Lui era il più grande scrittore proletario dell’epoca, si chiamava Maksim Gorkij, e da poco avrebbe festeggiato quarant’anni dall’inizio della sua produzione letteraria. Come celebrarlo? Costruendo il più grande aereo del mondo e chiamandolo come lui. Pazzesco!
Era il settembre del 1932: l’Unione Sovietica voleva mostrare al mondo le sue capacità industriali, ma costruire un aereo del genere non sarebbe stato uno scherzo, occorrevano soldi, tanti soldi, e allora si promosse una raccolta fondi che coinvolse tutta la popolazione.

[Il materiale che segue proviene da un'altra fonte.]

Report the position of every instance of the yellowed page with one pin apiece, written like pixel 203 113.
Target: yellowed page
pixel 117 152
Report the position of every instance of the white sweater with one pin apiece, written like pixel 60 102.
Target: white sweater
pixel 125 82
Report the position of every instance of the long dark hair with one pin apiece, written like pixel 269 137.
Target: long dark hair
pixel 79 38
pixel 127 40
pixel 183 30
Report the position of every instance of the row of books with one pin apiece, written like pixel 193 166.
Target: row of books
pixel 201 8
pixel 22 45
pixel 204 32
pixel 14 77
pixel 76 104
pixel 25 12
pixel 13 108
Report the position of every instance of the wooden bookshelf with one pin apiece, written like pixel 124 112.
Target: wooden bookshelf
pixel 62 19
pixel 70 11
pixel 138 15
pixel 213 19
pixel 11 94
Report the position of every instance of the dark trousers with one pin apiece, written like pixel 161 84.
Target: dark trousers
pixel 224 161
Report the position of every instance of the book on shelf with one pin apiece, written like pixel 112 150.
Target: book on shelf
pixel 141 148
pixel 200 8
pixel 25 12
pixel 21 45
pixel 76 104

Arrivati i soldi, la progettazione fu affidata ad un gruppo di ingegneri guidati da Andrej Tupolev, un tecnico di grande esperienza. La mattina del 4 luglio 1933 il gruppo di lavoro si mise intorno al tavolo, matite in mano, e nel pomeriggio del 3 aprile 1934, meno di un anno dopo, l’aereo fu completato!

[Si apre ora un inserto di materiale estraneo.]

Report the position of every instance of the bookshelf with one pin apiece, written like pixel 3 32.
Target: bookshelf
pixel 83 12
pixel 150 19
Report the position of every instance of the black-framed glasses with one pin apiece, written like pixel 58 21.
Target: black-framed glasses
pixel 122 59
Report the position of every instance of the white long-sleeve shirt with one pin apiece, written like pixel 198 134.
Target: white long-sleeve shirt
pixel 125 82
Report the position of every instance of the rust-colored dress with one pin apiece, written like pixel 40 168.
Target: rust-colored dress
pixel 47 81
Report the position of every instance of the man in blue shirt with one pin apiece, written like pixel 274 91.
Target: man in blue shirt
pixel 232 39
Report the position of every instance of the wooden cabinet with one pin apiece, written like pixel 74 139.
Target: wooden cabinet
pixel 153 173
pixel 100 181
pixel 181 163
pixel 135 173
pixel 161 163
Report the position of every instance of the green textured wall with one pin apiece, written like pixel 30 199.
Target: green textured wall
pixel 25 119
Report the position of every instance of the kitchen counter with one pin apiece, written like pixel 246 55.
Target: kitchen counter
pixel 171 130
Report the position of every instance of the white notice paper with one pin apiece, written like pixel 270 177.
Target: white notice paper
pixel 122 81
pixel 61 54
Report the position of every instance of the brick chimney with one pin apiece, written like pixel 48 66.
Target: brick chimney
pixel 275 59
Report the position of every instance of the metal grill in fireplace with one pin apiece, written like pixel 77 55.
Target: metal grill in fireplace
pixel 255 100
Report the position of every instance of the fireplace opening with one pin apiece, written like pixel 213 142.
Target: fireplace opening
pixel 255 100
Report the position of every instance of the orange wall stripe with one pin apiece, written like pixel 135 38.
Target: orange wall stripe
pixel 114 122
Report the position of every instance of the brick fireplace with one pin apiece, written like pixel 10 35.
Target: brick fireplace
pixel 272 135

Certo, andava provato. Allora non esistevano computer o simulatori di volo, bisogna salire, accendere i motori, incrociare le dita e via, volare. Si chiamava Gromov il coraggioso pilota che per primo un paio di mesi dopo fece decollare l’unico esemplare mai costruito di Tupolev ANT-20, così fu denominato, anche se tutti lo chiamarono Maksim Gorkij, come lo scrittore a cui era stato dedicato.

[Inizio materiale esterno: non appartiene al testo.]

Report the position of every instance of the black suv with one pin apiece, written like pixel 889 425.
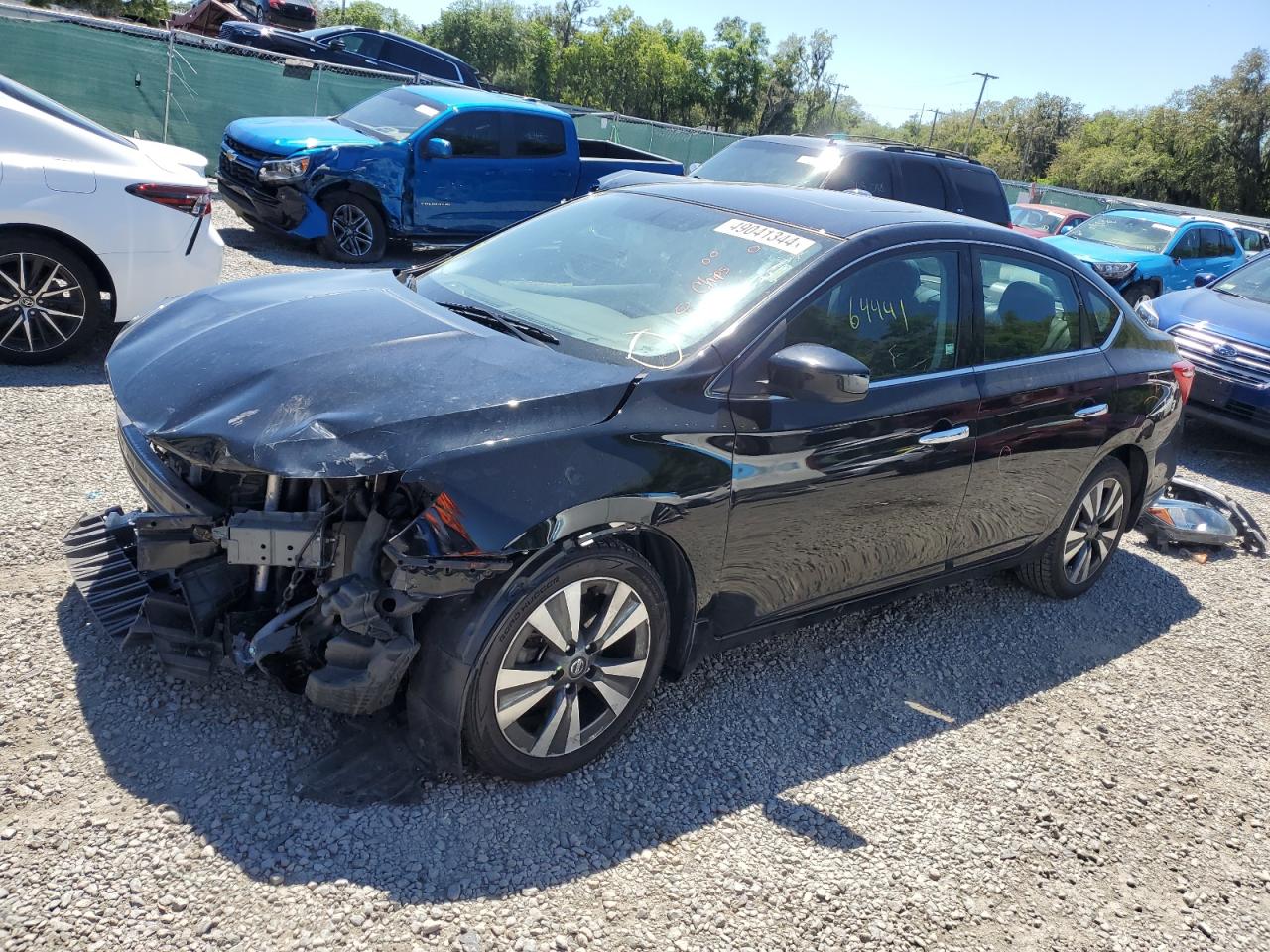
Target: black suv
pixel 883 168
pixel 357 46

Che spettacolo vederlo sfrecciare sul cielo. Era immenso, con i suoi otto motori: sei sulle ali, tre da una parte e tre dall’altra, e due sopra la fusoliera, uno che tirava e uno che spingeva, per così dire. Quando lo vedevi arrivare, rimanevi a bocca aperta, sapendo che al suo interno trovavano spazio anche una stazione radio, un proiettore di film, una libreria, una macchina per stampare libri: tutta l’attrezzatura che serviva per la propaganda.
Vi erano anche delle cuccette, dove i passeggeri si potevano sistemare. La maggior parte nella carlinga, ma alcune anche all’interno delle ali. Si poteva dormire nelle ali dell’aereo più grande del mondo!
Solo ad uno straniero fu concesso di salire a bordo di questo fantastico mezzo: lo scrittore francese Antoine de Saint-Exupéry, l’autore del celebre “Il piccolo principe”. Possiamo immaginare lo stupore e l’ammirazione che provò, lui che era anche aviatore, nel visitare un apparecchio di tali dimensioni.
Chissà cosa pensò, il giorno dopo, quando apprese che il Tupolev ANT-20, o meglio il Maksim Gorkij, era precipitato sopra Mosca dopo una collisione con un aereo di scorta. A bordo, oltre ai piloti, c’erano una quarantina di passeggeri emozionati, familiari di alcuni dei lavoratori che avevano contribuito alla sua realizzazione. Morirono tutti.
Ne venne costruito un altro, l’anno successivo, simile, con un paio di motori in meno, e che per una decina d’anni proseguì i voli di propaganda sull’Unione Sovietica, prima di precipitare pure lui nel 1942, in circostanze mai chiarite.
Analoga sorte toccò, una paio di anni dopo, anche ad Antoine de Saint-Exupéry, abbattuto da un caccia tedesco nell’estate del 1944. Chissà se, negli ultimi istanti di vita, avrà pensato a quel giorno in cui era salito sull’aereo più grande del mondo.